『伝説のお母さん』“モブ夫”に非難殺到! 憎めない愛嬌を漂わせる玉置玲央の表現の幅

『伝説のお母さん』“モブ夫”に非難殺到! 憎めない愛嬌を漂わせる玉置玲央の表現の幅

「ああああああああ モブすげえムカつくううううううう」
「モブ夫むかつく。お口パッカン開けてゲームする横面張り倒したい」
「モブ夫、無能すぎ」
「取り敢えずモブくんにお亡くなりいただこう」
「魔王よりモブくんやっつけたい…と言うお母さん多いのではw」

 これらは、2月1日にスタートした『伝説のお母さん』(NHK総合)で、前田敦子演じる「伝説の魔法使い」メイの夫・モブ(玉置玲央)に向けられたTwitter上でのつぶやきだ。おそらく今クールのドラマで、女性視聴者たちを最もイラつかせるキャラではないだろうか。

 同作は、かねもと原作の同名コミックのドラマ化で、待機児童やワンオペ育児など、“無理ゲー”な問題が山積する子育てを「ファンタジーなのにリアル」に描くという、ロールプレイング子育てストーリー。

 第1話では、8カ月の赤ちゃんを抱えるメイのもとに魔王討伐の依頼がきたものの、保育所に空きはなく、実家の母は遠方で頼ることができず、悩んでいると、突然モブが会社をクビになり……という展開が描かれた。

 一見、渡りに船の状況だが、「俺が専業主夫になれば良いってことだろ?」「育メンとか、今流行ってるし、なんかカッコいいじゃん。

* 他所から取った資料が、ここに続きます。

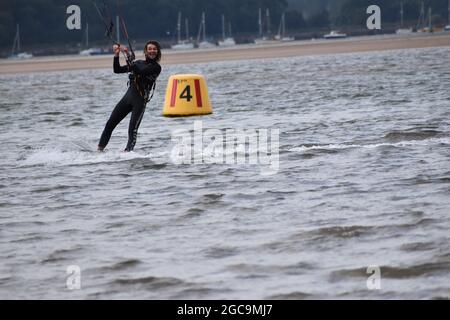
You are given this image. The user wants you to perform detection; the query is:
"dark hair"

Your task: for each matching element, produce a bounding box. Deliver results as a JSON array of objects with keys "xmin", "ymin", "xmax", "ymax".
[{"xmin": 144, "ymin": 40, "xmax": 162, "ymax": 62}]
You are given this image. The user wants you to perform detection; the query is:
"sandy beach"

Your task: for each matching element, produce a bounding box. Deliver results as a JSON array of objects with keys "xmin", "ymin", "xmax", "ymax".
[{"xmin": 0, "ymin": 33, "xmax": 450, "ymax": 74}]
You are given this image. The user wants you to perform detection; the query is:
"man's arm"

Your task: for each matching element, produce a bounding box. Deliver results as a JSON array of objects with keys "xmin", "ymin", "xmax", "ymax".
[
  {"xmin": 131, "ymin": 61, "xmax": 161, "ymax": 79},
  {"xmin": 113, "ymin": 44, "xmax": 130, "ymax": 73}
]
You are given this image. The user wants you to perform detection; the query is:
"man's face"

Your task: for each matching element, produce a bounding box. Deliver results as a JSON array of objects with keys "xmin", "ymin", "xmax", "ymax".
[{"xmin": 145, "ymin": 44, "xmax": 158, "ymax": 59}]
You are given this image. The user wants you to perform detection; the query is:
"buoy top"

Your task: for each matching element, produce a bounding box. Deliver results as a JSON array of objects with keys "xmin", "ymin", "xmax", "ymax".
[{"xmin": 171, "ymin": 73, "xmax": 204, "ymax": 79}]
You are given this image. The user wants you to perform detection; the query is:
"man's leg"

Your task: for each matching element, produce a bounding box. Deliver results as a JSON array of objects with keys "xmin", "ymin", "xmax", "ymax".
[
  {"xmin": 125, "ymin": 103, "xmax": 145, "ymax": 151},
  {"xmin": 98, "ymin": 97, "xmax": 132, "ymax": 151}
]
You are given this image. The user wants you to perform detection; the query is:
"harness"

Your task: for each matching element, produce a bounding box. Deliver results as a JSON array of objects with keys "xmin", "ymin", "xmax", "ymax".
[{"xmin": 128, "ymin": 73, "xmax": 156, "ymax": 104}]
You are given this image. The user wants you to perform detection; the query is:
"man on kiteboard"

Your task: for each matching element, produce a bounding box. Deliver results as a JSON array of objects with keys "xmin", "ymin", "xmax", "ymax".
[{"xmin": 98, "ymin": 41, "xmax": 161, "ymax": 152}]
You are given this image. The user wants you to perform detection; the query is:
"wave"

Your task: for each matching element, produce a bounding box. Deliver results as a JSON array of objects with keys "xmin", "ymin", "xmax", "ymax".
[
  {"xmin": 19, "ymin": 147, "xmax": 166, "ymax": 167},
  {"xmin": 289, "ymin": 138, "xmax": 450, "ymax": 152}
]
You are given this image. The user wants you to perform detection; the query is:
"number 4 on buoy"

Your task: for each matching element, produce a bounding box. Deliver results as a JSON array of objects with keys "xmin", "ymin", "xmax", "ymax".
[{"xmin": 163, "ymin": 74, "xmax": 212, "ymax": 117}]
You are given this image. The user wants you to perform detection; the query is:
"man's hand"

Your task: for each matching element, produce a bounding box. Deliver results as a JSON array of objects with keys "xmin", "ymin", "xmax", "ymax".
[{"xmin": 113, "ymin": 44, "xmax": 120, "ymax": 57}]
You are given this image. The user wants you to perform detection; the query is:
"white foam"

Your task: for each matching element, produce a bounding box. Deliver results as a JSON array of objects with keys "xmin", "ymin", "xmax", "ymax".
[
  {"xmin": 21, "ymin": 147, "xmax": 151, "ymax": 166},
  {"xmin": 289, "ymin": 138, "xmax": 450, "ymax": 152}
]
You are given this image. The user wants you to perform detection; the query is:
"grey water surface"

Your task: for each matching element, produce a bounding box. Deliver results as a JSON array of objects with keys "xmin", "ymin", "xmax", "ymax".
[{"xmin": 0, "ymin": 47, "xmax": 450, "ymax": 299}]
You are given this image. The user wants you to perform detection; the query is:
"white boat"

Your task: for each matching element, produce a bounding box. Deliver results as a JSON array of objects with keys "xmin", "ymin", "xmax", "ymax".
[
  {"xmin": 172, "ymin": 12, "xmax": 194, "ymax": 50},
  {"xmin": 444, "ymin": 0, "xmax": 450, "ymax": 32},
  {"xmin": 395, "ymin": 1, "xmax": 413, "ymax": 35},
  {"xmin": 219, "ymin": 15, "xmax": 236, "ymax": 47},
  {"xmin": 254, "ymin": 8, "xmax": 278, "ymax": 45},
  {"xmin": 275, "ymin": 13, "xmax": 295, "ymax": 42},
  {"xmin": 395, "ymin": 28, "xmax": 413, "ymax": 35},
  {"xmin": 80, "ymin": 48, "xmax": 109, "ymax": 56},
  {"xmin": 8, "ymin": 24, "xmax": 33, "ymax": 60},
  {"xmin": 197, "ymin": 12, "xmax": 216, "ymax": 49},
  {"xmin": 323, "ymin": 30, "xmax": 347, "ymax": 39}
]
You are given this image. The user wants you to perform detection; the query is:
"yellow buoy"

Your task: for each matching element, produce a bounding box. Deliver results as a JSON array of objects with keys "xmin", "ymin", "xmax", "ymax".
[{"xmin": 163, "ymin": 74, "xmax": 212, "ymax": 117}]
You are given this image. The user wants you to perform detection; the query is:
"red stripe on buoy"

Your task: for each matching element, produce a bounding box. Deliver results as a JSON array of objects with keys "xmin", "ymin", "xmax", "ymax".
[
  {"xmin": 195, "ymin": 80, "xmax": 203, "ymax": 108},
  {"xmin": 170, "ymin": 79, "xmax": 178, "ymax": 107}
]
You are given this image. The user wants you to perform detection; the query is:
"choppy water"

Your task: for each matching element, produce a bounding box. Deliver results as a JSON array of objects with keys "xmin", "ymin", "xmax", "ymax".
[{"xmin": 0, "ymin": 48, "xmax": 450, "ymax": 299}]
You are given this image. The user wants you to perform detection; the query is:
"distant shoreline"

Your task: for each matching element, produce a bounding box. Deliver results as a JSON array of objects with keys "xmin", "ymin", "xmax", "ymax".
[{"xmin": 0, "ymin": 32, "xmax": 450, "ymax": 75}]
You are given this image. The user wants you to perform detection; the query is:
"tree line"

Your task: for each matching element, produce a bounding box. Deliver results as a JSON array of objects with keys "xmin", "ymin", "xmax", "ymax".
[{"xmin": 0, "ymin": 0, "xmax": 447, "ymax": 47}]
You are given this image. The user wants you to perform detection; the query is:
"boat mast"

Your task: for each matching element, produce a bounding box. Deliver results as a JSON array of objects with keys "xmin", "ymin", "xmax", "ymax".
[
  {"xmin": 177, "ymin": 11, "xmax": 181, "ymax": 43},
  {"xmin": 222, "ymin": 14, "xmax": 225, "ymax": 40},
  {"xmin": 428, "ymin": 7, "xmax": 431, "ymax": 32},
  {"xmin": 202, "ymin": 12, "xmax": 206, "ymax": 41},
  {"xmin": 86, "ymin": 22, "xmax": 89, "ymax": 48},
  {"xmin": 184, "ymin": 18, "xmax": 189, "ymax": 41},
  {"xmin": 400, "ymin": 1, "xmax": 403, "ymax": 28},
  {"xmin": 258, "ymin": 8, "xmax": 263, "ymax": 38}
]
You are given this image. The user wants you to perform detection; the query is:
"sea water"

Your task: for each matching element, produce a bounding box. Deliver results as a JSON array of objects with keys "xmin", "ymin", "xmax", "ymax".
[{"xmin": 0, "ymin": 47, "xmax": 450, "ymax": 299}]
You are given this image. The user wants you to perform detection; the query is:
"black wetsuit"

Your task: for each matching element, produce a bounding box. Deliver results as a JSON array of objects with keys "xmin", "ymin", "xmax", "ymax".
[{"xmin": 98, "ymin": 57, "xmax": 161, "ymax": 151}]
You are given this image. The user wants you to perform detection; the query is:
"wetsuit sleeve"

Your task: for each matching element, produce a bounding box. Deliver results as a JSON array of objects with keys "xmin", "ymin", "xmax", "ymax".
[
  {"xmin": 113, "ymin": 57, "xmax": 130, "ymax": 73},
  {"xmin": 131, "ymin": 61, "xmax": 161, "ymax": 79}
]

俺に任せろって」と笑顔で快諾するモブの安請け合いぶりには、嫌な予感しかしない。

 そして、メイが赤ちゃんをモブに預け、伝説のパーティ再結成のために少し留守にしていた間に、案の定、赤ちゃんは大泣き。モブときたら、「作り方わかんねえ」「むずくない?」という理由で離乳食もあげず、「おしっこならまだいいけど、うんちのオムツ替えるの、男にはハードルたけえだろ?」という理由でオムツも替えず、ヘッドフォンをしたままゲームをしているのみで、挙句、「子育てとか、無理でしょ。俺、向いてない」と言ってのける。さらに、トドメはこのセリフだ。

「やっぱ考えたんだけどさー、仕事はお前じゃなくても良いじゃん。でもさ、子育てはさ、絶対に男親じゃなくて、母親のほうが良いと思うんだよ。母親のかわりは、誰にもできないだろ?」

 なぜか「良いこと言った」感を出した後、すぐさま口をポカーンとあけてゲームを続行する姿には、激しい怒りを覚えた女性が多かったことだろう。その一方で、呆れと疲れで脱力し、思わず渇いた笑いを放った女性もいたのではないか。

 このクズ夫のモブを愛嬌たっぷりに演じる玉置玲央が、とにかく巧い。決して暴力的だったり高圧的だったりするわけではなく、態度は明るく軽く、実にソフトなのだ。赤ちゃんのことも可愛くないわけではないのだろうが、ただちょっと頼りなくて、調子が良くて、自分本位で、おこちゃまなだけ……というのが、いざ子どもを持ってみると、一番タチが悪いというリアルを、痛烈に感じさせる。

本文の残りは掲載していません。